Pfizer’s Maternal RSV Vaccine Falls Short
A poorly elucidated risk:benefit ratio probably won’t stop it from being approved, however.
Back in November, I wrote about Pfizer’s press release for their ground-breaking new maternal RSV vaccine, RSVpreF. The news was exciting — respiratory syncytial virus lands some 1-2% of U.S. infants in the hospital in a typical year, and an effective vaccine has been long overdue. I was cautiously optimistic, but expressed concerns over two issues: will their safety data hold up given that competitor GSK’s maternal RSV vaccine trial was stopped for adverse outcomes, and how will efficacy look once all the data is published? Well, in yet another example of “why you can’t trust a press release,” all that glittered was not gold. I no longer have a positive opinion on the RSVpreF vaccine.

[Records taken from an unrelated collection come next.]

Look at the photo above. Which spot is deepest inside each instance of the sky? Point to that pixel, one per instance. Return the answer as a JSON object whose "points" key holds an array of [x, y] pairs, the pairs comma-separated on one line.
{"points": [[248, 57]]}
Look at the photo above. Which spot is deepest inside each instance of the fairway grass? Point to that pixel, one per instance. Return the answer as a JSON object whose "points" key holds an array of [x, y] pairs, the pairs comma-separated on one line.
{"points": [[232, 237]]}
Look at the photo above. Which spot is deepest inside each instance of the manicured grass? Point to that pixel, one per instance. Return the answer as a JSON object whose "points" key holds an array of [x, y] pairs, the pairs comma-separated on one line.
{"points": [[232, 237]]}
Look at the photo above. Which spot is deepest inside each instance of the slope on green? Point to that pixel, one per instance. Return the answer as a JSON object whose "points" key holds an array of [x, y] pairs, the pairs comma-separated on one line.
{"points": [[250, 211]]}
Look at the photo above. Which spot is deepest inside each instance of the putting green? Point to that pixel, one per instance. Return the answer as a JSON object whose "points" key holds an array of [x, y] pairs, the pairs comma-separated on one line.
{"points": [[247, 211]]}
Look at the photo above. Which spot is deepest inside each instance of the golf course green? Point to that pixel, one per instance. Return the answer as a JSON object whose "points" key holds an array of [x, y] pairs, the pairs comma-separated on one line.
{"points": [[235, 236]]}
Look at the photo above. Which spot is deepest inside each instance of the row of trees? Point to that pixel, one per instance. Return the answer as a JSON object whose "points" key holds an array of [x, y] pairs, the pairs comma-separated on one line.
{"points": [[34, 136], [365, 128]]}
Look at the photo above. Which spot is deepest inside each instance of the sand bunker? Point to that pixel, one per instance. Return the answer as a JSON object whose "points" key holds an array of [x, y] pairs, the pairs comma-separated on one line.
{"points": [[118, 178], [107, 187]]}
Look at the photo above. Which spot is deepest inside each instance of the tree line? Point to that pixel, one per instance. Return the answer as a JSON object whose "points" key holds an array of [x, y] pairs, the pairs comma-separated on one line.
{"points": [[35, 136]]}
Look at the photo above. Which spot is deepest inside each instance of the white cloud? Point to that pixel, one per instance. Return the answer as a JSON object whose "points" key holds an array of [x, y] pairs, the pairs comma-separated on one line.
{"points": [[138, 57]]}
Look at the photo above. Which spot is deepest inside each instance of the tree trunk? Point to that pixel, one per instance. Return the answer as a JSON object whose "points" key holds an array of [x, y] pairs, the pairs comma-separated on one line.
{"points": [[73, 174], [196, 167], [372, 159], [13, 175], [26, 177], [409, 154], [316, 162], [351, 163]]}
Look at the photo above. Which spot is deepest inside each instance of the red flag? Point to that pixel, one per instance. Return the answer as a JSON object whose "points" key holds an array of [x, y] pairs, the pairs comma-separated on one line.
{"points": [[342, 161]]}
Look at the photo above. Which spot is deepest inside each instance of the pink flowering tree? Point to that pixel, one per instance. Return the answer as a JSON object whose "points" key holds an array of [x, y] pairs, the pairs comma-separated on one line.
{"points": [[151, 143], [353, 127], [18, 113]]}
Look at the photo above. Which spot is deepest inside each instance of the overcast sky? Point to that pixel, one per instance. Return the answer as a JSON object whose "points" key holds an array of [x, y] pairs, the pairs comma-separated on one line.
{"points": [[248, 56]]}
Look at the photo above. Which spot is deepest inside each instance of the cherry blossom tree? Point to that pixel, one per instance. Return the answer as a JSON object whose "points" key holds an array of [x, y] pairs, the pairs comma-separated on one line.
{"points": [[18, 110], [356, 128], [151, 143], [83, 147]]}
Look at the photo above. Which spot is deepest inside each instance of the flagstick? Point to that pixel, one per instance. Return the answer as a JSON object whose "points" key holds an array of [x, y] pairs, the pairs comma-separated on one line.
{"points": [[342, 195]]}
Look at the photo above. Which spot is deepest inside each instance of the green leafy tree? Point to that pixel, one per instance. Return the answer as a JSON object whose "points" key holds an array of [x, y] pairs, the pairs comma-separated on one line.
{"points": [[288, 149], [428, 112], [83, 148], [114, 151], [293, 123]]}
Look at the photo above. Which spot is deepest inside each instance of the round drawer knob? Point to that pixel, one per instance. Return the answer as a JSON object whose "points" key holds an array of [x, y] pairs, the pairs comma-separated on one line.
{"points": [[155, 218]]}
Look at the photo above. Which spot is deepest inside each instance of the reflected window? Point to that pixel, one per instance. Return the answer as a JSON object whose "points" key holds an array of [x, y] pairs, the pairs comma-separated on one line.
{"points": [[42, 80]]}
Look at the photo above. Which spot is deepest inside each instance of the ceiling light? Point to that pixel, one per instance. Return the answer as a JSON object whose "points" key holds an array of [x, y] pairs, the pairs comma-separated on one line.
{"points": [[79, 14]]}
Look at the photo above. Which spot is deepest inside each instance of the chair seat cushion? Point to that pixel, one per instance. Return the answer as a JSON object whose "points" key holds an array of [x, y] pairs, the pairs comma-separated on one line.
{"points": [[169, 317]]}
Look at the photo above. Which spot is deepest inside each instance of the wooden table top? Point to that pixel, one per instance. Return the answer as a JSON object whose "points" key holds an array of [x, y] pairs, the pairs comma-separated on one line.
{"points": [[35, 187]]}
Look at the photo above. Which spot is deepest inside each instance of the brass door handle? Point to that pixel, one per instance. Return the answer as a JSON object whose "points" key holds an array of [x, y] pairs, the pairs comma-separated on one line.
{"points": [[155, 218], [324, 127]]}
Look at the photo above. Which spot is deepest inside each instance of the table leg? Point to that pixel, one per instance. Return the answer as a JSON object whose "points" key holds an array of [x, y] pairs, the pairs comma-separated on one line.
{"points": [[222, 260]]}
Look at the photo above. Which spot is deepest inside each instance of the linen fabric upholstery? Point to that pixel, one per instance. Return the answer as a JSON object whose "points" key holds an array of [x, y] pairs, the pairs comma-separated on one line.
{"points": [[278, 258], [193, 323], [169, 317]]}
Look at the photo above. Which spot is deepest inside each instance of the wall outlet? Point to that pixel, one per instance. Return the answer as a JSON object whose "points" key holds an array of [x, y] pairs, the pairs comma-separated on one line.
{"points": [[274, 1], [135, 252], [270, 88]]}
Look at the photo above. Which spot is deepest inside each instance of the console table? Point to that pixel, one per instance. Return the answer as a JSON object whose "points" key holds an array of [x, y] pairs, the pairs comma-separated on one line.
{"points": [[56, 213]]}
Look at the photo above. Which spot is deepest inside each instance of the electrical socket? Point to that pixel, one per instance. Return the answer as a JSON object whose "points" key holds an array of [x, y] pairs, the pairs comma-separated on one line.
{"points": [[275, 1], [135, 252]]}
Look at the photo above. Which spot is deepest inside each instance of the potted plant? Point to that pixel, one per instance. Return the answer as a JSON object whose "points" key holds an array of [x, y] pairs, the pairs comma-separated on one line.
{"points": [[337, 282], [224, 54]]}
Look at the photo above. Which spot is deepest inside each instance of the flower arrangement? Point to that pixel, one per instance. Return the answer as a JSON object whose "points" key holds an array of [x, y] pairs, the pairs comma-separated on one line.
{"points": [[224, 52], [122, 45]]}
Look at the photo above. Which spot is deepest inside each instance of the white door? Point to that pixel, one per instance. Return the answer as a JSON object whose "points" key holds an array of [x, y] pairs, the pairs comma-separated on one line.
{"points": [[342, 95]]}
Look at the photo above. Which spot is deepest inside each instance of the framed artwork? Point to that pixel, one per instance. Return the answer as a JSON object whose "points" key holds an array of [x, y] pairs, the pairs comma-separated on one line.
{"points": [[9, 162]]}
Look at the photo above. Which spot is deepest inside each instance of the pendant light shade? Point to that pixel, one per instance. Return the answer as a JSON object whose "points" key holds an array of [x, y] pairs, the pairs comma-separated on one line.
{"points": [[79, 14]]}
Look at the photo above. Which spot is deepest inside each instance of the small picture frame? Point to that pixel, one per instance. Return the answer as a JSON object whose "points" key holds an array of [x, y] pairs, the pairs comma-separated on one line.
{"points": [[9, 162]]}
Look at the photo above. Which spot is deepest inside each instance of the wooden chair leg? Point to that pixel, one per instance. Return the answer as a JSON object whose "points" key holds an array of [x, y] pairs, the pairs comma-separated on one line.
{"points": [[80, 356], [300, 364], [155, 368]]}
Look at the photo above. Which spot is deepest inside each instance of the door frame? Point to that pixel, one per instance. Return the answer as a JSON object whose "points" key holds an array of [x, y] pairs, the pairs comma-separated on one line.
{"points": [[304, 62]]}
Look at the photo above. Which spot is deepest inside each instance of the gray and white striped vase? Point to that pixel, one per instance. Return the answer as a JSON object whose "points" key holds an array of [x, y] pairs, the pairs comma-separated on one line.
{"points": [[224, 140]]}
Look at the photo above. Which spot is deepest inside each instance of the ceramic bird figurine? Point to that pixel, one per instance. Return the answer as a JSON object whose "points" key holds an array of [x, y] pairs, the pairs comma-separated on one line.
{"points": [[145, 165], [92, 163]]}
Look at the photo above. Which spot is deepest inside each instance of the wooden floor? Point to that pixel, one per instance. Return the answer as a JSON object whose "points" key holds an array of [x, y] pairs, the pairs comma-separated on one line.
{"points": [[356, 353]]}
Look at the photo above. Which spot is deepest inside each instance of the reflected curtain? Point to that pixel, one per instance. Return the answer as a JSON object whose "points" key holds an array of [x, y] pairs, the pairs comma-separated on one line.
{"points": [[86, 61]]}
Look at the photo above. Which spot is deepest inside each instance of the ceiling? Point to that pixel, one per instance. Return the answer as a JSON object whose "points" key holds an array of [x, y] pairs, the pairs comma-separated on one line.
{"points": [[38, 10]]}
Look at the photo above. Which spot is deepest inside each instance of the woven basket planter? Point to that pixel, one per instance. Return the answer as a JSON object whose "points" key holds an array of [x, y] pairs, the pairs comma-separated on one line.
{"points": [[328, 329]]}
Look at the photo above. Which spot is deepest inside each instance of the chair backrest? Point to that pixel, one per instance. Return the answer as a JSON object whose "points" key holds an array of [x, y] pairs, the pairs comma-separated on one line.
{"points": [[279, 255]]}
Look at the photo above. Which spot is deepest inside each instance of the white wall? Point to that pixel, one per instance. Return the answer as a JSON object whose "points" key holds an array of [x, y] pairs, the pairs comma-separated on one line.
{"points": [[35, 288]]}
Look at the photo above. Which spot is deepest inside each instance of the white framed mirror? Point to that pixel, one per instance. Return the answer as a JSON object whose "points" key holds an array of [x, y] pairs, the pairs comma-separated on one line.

Now, this is not to say the vaccine failed utterly; the study results as reported last week in the New England Journal of Medicine were not altogether out of line with that enthusiastic press release from the fall. At 90 days after birth, infants of mothers who received the shot were 82% less likely to have experienced a severe case of RSV; and at 180 days, there was still a 69% lower rate. We were reassured that adverse incidents were similar between vaccine and placebo groups beyond the usual post-injection complaints. All in all, the results were met with enthusiasm:
I am not going to pick the entire study apart; that’s done well by a medical student, Dave Allely, here. Instead, I will focus on two numbers. First, as regards efficacy, the primary outcomes of interest were those 82% and 69% reduced rates of severe RSV at 90 and 180 days (as well as overall all-comer rates of medically-attended RSV, which was a more modest 57% reduction which did not meet the pre-determined criterion for a successful outcome). These shorter time frames make sense from Pfizer’s perspective, as we would expect the effectiveness of a maternally-administered vaccine to wane with each month after birth. However, from a physician’s perspective, the outcome in which I was most interested was the secondary outcome of RSV hospitalization, with data out to 1 year after birth; this data went conspicuously unmentioned in the November press release, despite Pfizer having shifted the outcome measure mid-trial from 180 to 360 days. Sure enough, it’s a bit less inspiring:
Now, I would rather prevent severe RSV in the first 6 months than later in life, if forced to choose, as the mortality rate is moderately higher in younger infants than older infants and toddlers. However, a hospitalization is still a serious event at 9 months or a year, too, and as a parent, I don’t suddenly lose interest in how effective a vaccine is after my baby is 6 months old. What we see in the above table is that the RSVpreF rapidly lost efficacy after 6 months, with hospitalizations suddenly accruing at a faster rate among the vaccinated cohort than placebo (19 cases vs 13 over those 6 months). Whether statistical noise or a signal that altering the usual transmission dynamics in infants could have unforeseen drawbacks, it undermined most of the benefit of those first 6 months, with only a 33% reduction in hospitalization remaining that was not statistically significant.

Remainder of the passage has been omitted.